Moje marzenia nieraz się spełniają – to przekleństwo i błogosławieństwo. W latach 90. Jej wizerunek jako blond seksbomby był wszechobecny. Odkryta na trybunach w trakcie meczu futbolu kanadyjskiego, ekspresowo stała się supergwiazdą, ulubioną dziewczyną z okładki 'Playboya", symbolem hollywoodzkiego przepychu i seksapilu.
Pamela Anderson jaką znamy, powstała raczej wskutek zbiegu okoliczności niż szczegółowo zaplanowanej ścieżki kariery. Love, Pamela ukazuje jej prawdziwą historię, opowieść o dziewczynie z niepokaźnego miasteczka, która zaplątała się we własne marzenia.
Córka młodych, żywiołowych rodziców nie miała przystępnego dzieciństwa, rozwinęła w sobie jednak głęboką miłość do natury i zapełniła swój świat odmieńcami, niewidzialnymi przyjaciółmi i rannymi zwierzętami.
W końcu przezwyciężyła wrodzoną nieśmiałość i pozwoliła, żeby niespokojna wyobraźnia popchnęła ją do życia, o którym niedużo osób może pomarzyć – zamieszkała w rezydencji 'Playboya" w Hollywood.
W miarę, jak rosła jej popularność, wzmagało się także zainteresowanie tabloidów, a były to czasy, w których paparazzi bezlitośnie niszczyli wizerunek i poczucie własnej wartości. Młoda seksbomba z wdziękiem brnęła naprzód, znalazła schronienie w zamiłowaniu do sztuki i literatury, spełniała się jako oddana matka i aktywistka.

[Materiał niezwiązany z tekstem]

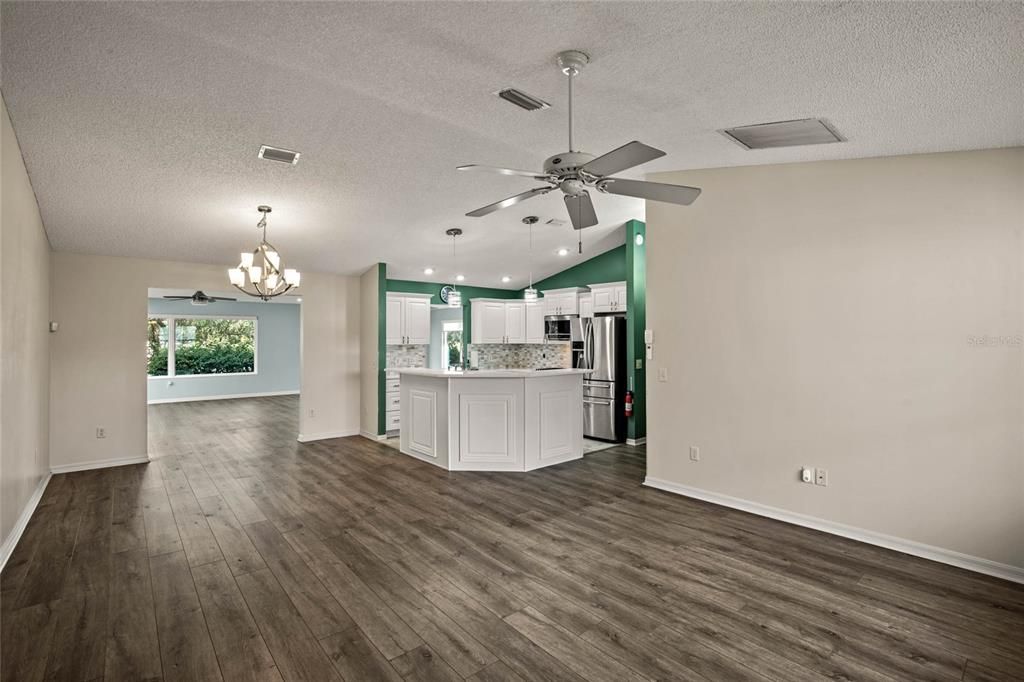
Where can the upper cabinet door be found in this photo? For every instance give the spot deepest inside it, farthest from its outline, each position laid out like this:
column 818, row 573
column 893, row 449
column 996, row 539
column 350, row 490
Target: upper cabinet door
column 417, row 315
column 535, row 323
column 550, row 302
column 492, row 320
column 394, row 333
column 515, row 323
column 604, row 299
column 621, row 297
column 586, row 305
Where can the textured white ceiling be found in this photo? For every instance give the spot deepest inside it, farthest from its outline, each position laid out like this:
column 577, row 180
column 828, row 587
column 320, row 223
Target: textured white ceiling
column 140, row 122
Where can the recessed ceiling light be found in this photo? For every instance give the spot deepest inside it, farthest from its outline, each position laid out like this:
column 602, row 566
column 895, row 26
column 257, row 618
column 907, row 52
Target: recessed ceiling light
column 276, row 154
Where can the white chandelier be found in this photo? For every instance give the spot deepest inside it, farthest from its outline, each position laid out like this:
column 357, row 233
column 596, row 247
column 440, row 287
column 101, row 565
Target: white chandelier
column 266, row 278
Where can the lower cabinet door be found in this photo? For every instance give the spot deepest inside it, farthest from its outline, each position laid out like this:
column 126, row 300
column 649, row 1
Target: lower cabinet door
column 422, row 427
column 487, row 429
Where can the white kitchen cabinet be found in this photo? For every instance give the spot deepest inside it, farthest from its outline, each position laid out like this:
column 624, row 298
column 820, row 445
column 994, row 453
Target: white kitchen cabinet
column 408, row 318
column 496, row 321
column 609, row 297
column 562, row 301
column 515, row 323
column 586, row 305
column 488, row 321
column 535, row 323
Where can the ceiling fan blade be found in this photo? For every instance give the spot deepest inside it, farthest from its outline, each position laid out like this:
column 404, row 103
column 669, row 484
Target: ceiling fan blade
column 504, row 171
column 628, row 156
column 581, row 210
column 658, row 192
column 511, row 201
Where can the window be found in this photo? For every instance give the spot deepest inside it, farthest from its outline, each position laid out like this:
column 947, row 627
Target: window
column 452, row 346
column 179, row 346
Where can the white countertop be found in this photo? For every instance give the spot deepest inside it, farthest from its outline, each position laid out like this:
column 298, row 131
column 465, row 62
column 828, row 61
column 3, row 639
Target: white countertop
column 487, row 374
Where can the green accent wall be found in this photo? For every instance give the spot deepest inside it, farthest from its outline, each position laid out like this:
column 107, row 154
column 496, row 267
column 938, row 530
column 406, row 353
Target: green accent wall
column 608, row 266
column 381, row 347
column 434, row 289
column 636, row 323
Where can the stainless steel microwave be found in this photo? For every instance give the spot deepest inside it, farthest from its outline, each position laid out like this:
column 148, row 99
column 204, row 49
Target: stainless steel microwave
column 563, row 328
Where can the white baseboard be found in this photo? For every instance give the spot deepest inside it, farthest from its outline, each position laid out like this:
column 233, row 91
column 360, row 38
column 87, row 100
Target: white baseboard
column 230, row 396
column 98, row 464
column 975, row 563
column 309, row 437
column 10, row 542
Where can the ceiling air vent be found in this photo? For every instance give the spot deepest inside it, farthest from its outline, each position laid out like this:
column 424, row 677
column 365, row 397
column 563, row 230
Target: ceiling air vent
column 521, row 99
column 275, row 154
column 782, row 133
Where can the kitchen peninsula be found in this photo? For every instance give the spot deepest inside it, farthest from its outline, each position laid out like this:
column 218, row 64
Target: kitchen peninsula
column 492, row 420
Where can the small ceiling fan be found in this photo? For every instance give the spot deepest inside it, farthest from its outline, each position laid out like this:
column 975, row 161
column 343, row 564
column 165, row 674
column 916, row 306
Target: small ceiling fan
column 573, row 171
column 199, row 298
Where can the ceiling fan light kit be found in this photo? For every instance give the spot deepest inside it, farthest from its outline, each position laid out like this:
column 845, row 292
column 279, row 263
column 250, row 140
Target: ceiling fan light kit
column 263, row 268
column 573, row 172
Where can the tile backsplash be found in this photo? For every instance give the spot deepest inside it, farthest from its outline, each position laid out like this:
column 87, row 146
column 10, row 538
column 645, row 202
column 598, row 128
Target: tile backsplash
column 521, row 355
column 407, row 356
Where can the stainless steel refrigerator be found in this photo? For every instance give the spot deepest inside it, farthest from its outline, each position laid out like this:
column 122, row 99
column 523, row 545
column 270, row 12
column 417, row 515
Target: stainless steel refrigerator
column 604, row 389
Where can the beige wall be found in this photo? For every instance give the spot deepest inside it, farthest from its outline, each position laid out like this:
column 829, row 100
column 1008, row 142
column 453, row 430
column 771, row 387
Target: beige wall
column 25, row 295
column 369, row 328
column 822, row 314
column 97, row 376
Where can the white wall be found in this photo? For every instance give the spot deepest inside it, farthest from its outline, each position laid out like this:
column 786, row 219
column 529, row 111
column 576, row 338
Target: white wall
column 824, row 314
column 25, row 295
column 97, row 375
column 369, row 360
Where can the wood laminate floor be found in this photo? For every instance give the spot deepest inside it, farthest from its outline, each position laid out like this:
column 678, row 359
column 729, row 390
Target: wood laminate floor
column 240, row 554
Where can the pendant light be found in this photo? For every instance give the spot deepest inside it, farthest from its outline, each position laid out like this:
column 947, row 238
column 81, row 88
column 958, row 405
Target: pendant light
column 529, row 294
column 455, row 297
column 266, row 278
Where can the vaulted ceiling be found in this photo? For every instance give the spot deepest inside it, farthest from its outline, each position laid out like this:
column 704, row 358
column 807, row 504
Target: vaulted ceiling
column 140, row 122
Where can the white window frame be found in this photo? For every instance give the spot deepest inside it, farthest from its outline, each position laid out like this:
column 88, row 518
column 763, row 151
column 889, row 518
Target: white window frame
column 172, row 342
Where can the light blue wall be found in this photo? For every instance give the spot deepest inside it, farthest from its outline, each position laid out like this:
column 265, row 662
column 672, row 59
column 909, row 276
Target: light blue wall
column 437, row 318
column 278, row 349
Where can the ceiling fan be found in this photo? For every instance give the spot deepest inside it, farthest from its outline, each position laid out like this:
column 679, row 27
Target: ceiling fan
column 573, row 171
column 199, row 298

dzisiaj – po pamiętnym występie w roli Roxie w Chicago na Broadwayu – wraca na wyspę swego dzieciństwa i opowiada historię nieposkromionej wolnej kobiety, która z każdym krokiem odkrywa siebie na nowo.
Napisana żywą prozą przeplataną wierszami autorki książka 'Love, Pamela' jest pełnym pokory, wzruszającym i interesującym pamiętnikiem.